We invite scholars working on agrarian change, land reform, farm workers, rural development, social movements, trade unions, nature conservation, or eco-tourism in South Africa to submit an abstract. We specifically encourage young and upcoming scholars with fresh empirical and/or ethnographic material to participate in this event. This includes scholars who have recently completed their PhDs and Phd students in the final stages of their project. The main objective of the workshop is to discuss and share a broad range of themes and explore how new material contributes to and refreshes mainstraim debates in contemporary agrarian scholarship.
Why this workshop now?
After 20 years of democracy, and 20 years of market-led land reform in South Africa, land and agrarian questions remain unresolved.

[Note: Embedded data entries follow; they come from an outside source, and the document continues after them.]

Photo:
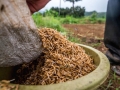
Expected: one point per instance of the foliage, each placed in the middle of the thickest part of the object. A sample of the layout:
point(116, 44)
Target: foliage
point(73, 2)
point(48, 21)
point(99, 14)
point(78, 12)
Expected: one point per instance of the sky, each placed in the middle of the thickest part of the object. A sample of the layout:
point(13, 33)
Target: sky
point(90, 5)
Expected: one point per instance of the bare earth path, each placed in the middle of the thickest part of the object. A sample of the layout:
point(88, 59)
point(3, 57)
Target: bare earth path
point(92, 35)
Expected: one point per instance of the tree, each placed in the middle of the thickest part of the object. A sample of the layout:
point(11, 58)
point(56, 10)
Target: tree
point(19, 38)
point(73, 2)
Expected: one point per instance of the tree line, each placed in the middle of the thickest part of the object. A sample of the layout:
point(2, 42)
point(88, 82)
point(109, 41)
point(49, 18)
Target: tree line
point(78, 11)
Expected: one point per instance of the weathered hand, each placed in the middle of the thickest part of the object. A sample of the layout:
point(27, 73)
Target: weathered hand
point(35, 5)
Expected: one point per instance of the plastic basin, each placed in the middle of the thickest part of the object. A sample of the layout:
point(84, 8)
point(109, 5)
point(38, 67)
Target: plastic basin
point(90, 81)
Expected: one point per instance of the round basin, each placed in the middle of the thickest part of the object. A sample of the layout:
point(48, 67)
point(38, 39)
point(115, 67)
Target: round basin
point(90, 81)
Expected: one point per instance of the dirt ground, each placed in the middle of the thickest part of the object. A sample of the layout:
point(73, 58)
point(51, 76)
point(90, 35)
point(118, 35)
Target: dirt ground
point(92, 35)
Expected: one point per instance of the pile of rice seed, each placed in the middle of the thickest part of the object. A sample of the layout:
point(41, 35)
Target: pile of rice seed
point(60, 61)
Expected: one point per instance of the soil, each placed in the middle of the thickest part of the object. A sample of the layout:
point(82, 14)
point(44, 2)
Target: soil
point(93, 35)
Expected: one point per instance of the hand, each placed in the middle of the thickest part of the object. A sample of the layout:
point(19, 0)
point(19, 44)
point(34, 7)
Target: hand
point(36, 5)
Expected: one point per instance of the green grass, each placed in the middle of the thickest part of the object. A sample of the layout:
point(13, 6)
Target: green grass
point(55, 23)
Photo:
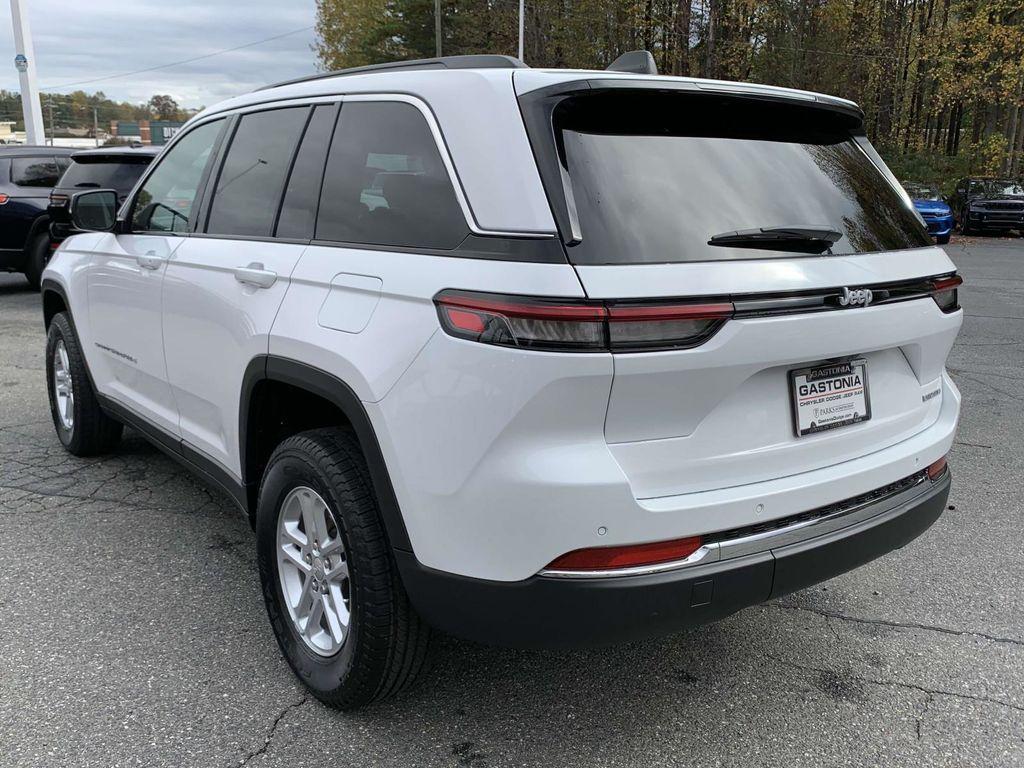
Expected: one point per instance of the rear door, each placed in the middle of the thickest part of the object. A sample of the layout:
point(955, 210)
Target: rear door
point(711, 201)
point(224, 286)
point(126, 276)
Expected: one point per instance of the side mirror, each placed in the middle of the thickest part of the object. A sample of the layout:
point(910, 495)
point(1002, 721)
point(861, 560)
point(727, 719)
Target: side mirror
point(94, 211)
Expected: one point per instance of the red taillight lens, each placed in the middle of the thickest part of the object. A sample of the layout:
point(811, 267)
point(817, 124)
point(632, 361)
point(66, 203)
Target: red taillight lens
point(944, 293)
point(609, 558)
point(566, 325)
point(938, 468)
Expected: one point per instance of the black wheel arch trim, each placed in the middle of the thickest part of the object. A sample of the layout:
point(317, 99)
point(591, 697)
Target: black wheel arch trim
point(333, 389)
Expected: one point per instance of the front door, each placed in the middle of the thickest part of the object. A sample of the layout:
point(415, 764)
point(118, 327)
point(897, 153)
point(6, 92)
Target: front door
point(126, 279)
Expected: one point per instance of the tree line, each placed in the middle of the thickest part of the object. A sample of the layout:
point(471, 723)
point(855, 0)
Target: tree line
point(941, 82)
point(78, 110)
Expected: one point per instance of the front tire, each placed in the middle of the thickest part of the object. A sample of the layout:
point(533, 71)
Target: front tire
point(332, 589)
point(82, 426)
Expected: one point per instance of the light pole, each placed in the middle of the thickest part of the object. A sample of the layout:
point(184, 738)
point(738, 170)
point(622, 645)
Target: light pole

This in many ways is evidenced by the increasingly rising discontent among landless people and the poor; ongoing “service delivery protests”, the farm worker “uprisings” in the Western Cape, Marikana shootings, the housing struggles waged by Abahlali Basemjondolo and the emergence of former ANC Youth League President, Julius Malema and his Ecomic Freedom Fighters who are now articulating grassroots struggles demanding economic justice. These expressions of frustration and demands for social justice and transformation have been met by violent repression by the post-apartheid state and indicate the urgent need to address the process of transformation in South Africa.
In this context, South Africa’s land and agrarian questions are a relevant and timely matter. There is little doubt that post-apartheid governments have spectacularly failed to redress distorted land ownership patterns and agrarian relations that were inherited from colonialism and apartheid and continue under neo-liberal capitalism. This thus calls for reflections on ongoing debates on the meanings of land, agriculture, and land-based livelihoods in post-apartheid society. Some scholars have reduced the agrarian question to an agrarian question of labour, while others have envisaged repeasantisation as an important outcome of redistributive land reform which can address poverty. Our aim is to reflect, rethink, reconceptualise and reimagine land and agrarian questions.
NOTE: The deadline for submitting papers has already passed but interested individuals may still participate in the workshop.